That all sounds good guys. I am going to get out there. Sand flea i will do cobe fishing from the beach if i get the right rod for them. See yall saturday.around 9 a.m.


----------



## Fishendude15 (Jan 20, 2004)

Were is the park that we can park at?


----------



## AL_N_VB (Apr 3, 2002)

sorry guys,forgot thgat I will be in overcast SD that weekend.Just got here yaesteday afternoon....like I said 65 deg,and overcast.Pasted the marina after we got picked up from the airport.Possible fishin on Thurs and Sat.


Sorry I can't make it to GV,,,,,Seasons still young.

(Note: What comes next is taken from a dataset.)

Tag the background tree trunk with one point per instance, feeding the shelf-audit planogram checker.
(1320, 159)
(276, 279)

Will post my feeshin adventure as soon as I get back


----------



## Wilber (May 20, 2003)

Knock em dead dude.


----------



## the rhondel (Feb 6, 2003)

I'll be out of town in MB.....leave a few and have fun..........the R


----------



## Fishendude15 (Jan 20, 2004)

see yall when you get back. have some fun and always try to fish.


----------



## OtrBnks Man (Feb 13, 2002)

So what are the details? I would be interested in wetting a line on Saturday. I know where but when?


----------



## inawe (May 24, 2003)

*crawfish Im gonna get mine at*

Pope,s Bait an Tackle bfore I head out that,s at the 64 east and the airport exit go to 2 lites left n 2 mile,s on left


----------



## CrawFish (Sep 23, 2003)

*that's near my work*

The office that I work is rite on the corner of Charles City Rd and S. Laburnum Ave. Realy next door to game inland fishery thing, where you get citations. Anyway... wat time do they open there? what time will you be heading down to GW? hope to see you there, there's much to learn from a knowledgeable guy like you. i'm a beginer who loves fishing.


----------



## inawe (May 24, 2003)

they open at 5 or 5-30 am Ill prolly head up bout 7-30 should b there around 9


----------